Shiga T, Gaur V P, Yamaguchi K, Oppenheim R W
Department of Neurobiology and Anatomy, Bowman Gray School of Medicine, Wake Forest University, Winston-Salem, North Carolina 27157-1010, USA.
J Comp Neurol. 1995 Sep 25;360(3):463-74. doi: 10.1002/cne.903600308.
To investigate the role of retinoic acid (RA) in the development of interneurons in the spinal cord, we examined the expression of cellular retinoic acid binding protein type I (CRABP I). The earliest developing interneurons in the chick spinal cord can be divided into two major groups: circumferential (C) neurons and primitive longitudinal (PL) neurons. In brachial segments, both types of interneurons began to express CRABP I at stage (st.) 13+ of the V. Hamburger and H.L. Hamilton (1951, J. Morphol. 88:49-92) stage series, which is before the onset of axonogenesis. Subsequently, with the onset of axonal outgrowth, C neurons and PL neurons expressed CRABP I in their cell bodies, axons, and growth cones. The expression of CRABP I was developmentally regulated. CRABP I immunoreactivity gradually decreased after st. 36 (embryonic day [E] 10) such that no interneurons expressed this protein by E21. The transient expression of CRABP I during a period of intensive axonal growth suggested that RA may be involved in the development of interneurons. To test this idea, we implanted an all-trans RA-containing ion exchange bead into either rostral segments of the spinal cord at st. 12-13 or into caudal segments at st. 15-16, all stages that are well before the appearance of CRABP-I-positive neurons in these segments. In the RA-treated spinal cord, increased numbers of pyknotic cells were found predominantly in dorsal regions, presumably reflecting the death of neuroepithelial cells, C neurons and premigratory neural crest cells. Surviving C neurons in the RA-treated spinal cord extended their axons ventrally toward the floor plate as in control embryos. PL neurons also projected their axons rostrally or caudally in the RA-treated spinal cord, similarly to control embryos. However, the proportion of caudally projecting PL neurons was significantly increased in segments rostral to the RA-containing bead. These results suggest that RA may regulate the survival and axonal orientation (directionality) of subpopulations of spinal interneurons.
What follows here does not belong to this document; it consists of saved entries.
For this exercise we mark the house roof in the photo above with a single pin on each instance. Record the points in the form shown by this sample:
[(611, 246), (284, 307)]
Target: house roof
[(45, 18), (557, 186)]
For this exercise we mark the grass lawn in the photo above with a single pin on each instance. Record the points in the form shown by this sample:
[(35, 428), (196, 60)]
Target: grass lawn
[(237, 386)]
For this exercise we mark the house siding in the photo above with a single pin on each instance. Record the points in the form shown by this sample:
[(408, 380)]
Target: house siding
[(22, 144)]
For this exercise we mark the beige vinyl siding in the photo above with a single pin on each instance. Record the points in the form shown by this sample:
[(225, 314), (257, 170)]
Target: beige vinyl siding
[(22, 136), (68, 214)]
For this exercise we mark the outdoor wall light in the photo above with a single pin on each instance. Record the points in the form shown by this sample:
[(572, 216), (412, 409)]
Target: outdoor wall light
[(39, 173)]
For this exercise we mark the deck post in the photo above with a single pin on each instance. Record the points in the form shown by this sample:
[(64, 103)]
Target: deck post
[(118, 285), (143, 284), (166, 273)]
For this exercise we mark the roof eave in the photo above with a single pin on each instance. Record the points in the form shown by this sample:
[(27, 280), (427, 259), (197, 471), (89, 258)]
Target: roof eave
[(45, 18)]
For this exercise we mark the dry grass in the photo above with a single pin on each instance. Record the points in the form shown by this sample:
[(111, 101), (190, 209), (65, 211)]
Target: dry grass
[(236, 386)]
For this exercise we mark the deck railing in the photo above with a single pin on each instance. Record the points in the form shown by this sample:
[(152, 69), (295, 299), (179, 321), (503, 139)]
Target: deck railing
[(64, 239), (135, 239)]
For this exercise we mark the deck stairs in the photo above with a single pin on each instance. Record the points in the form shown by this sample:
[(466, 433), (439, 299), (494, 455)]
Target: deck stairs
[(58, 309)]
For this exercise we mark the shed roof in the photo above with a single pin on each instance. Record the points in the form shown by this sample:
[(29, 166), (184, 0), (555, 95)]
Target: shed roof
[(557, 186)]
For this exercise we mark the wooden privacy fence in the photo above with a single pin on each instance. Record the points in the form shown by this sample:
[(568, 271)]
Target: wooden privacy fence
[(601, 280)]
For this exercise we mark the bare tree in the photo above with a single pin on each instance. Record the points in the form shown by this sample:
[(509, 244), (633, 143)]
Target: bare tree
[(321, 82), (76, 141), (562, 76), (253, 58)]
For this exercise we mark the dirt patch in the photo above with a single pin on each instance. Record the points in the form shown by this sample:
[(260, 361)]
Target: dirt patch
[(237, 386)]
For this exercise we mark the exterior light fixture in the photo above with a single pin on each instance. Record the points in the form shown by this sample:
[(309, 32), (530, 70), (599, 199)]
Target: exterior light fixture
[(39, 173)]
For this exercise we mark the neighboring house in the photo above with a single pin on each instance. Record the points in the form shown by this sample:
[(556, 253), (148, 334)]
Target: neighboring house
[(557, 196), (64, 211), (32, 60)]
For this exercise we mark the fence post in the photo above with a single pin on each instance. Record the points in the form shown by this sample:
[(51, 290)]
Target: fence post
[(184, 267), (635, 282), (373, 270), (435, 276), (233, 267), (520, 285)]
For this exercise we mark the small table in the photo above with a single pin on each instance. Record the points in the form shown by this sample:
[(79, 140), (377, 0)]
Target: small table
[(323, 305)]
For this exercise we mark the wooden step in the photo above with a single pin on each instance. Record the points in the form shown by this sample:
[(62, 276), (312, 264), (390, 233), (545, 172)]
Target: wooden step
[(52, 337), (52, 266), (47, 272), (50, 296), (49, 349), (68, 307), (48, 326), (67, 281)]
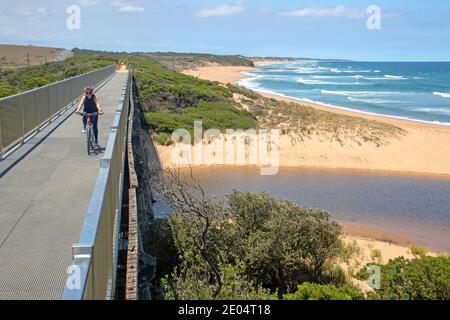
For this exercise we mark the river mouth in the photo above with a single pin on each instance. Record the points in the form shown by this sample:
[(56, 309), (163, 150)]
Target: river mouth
[(414, 207)]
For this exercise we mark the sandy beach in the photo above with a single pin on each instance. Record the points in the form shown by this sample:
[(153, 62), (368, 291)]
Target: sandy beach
[(424, 150)]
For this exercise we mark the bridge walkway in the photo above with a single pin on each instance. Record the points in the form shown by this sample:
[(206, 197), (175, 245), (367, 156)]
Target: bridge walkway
[(43, 203)]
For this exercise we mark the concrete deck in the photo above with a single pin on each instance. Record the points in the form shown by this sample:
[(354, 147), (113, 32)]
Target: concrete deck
[(43, 203)]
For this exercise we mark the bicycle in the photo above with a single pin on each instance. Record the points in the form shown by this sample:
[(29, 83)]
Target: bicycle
[(89, 131)]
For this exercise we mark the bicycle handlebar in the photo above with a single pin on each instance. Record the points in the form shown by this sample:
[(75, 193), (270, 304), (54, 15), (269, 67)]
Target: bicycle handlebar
[(89, 114)]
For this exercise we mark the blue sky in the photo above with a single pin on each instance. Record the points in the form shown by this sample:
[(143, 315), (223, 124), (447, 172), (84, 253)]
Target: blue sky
[(410, 30)]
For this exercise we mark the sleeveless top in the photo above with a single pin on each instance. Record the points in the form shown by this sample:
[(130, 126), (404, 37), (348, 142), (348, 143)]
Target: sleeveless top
[(90, 105)]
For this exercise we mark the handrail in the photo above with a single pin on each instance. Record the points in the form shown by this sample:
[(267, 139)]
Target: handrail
[(92, 274), (24, 114)]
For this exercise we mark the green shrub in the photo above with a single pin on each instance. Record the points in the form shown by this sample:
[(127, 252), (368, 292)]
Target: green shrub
[(310, 291), (418, 252), (162, 139), (426, 278)]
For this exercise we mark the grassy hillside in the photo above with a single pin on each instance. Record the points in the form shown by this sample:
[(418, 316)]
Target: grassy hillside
[(183, 61), (173, 100), (15, 56), (23, 79)]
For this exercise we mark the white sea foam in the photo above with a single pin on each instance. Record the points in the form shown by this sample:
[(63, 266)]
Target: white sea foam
[(388, 76), (319, 82), (364, 93), (440, 111), (442, 94)]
为研究视黄酸(RA)在脊髓中间神经元发育中的作用,我们检测了I型细胞视黄酸结合蛋白(CRABP I)的表达。鸡脊髓中最早发育的中间神经元可分为两大主要类型:环周(C)神经元和原始纵行(PL)神经元。在臂段,这两种类型的中间神经元在V. 汉堡和H.L. 汉密尔顿(1951年,《形态学杂志》88:49 - 92)分期系列的13 +期开始表达CRABP I,此阶段早于轴突发生。随后,随着轴突生长的开始,C神经元和PL神经元在其细胞体、轴突和生长锥中表达CRABP I。CRABP I的表达受发育调控。在36期(胚胎第[E]10天)后,CRABP I免疫反应性逐渐降低,以至于到E21时没有中间神经元表达这种蛋白。在轴突大量生长期间CRABP I的短暂表达表明RA可能参与中间神经元的发育。为验证这一想法,我们在12 - 13期将含全反式RA的离子交换珠植入脊髓的吻段,或在15 - 16期植入尾段,这些阶段均远早于这些节段中出现CRABP - I阳性神经元的时间。在经RA处理的脊髓中,主要在背侧区域发现固缩细胞数量增加,推测这反映了神经上皮细胞、C神经元和迁移前神经嵴细胞的死亡。经RA处理的脊髓中存活的C神经元如在对照胚胎中一样,其轴突向腹侧伸向底板。PL神经元在经RA处理的脊髓中也向吻侧或尾侧投射其轴突,与对照胚胎相似。然而,在含RA珠前方的节段中,向尾侧投射的PL神经元比例显著增加。这些结果表明RA可能调节脊髓中间神经元亚群的存活和轴突定向(方向性)。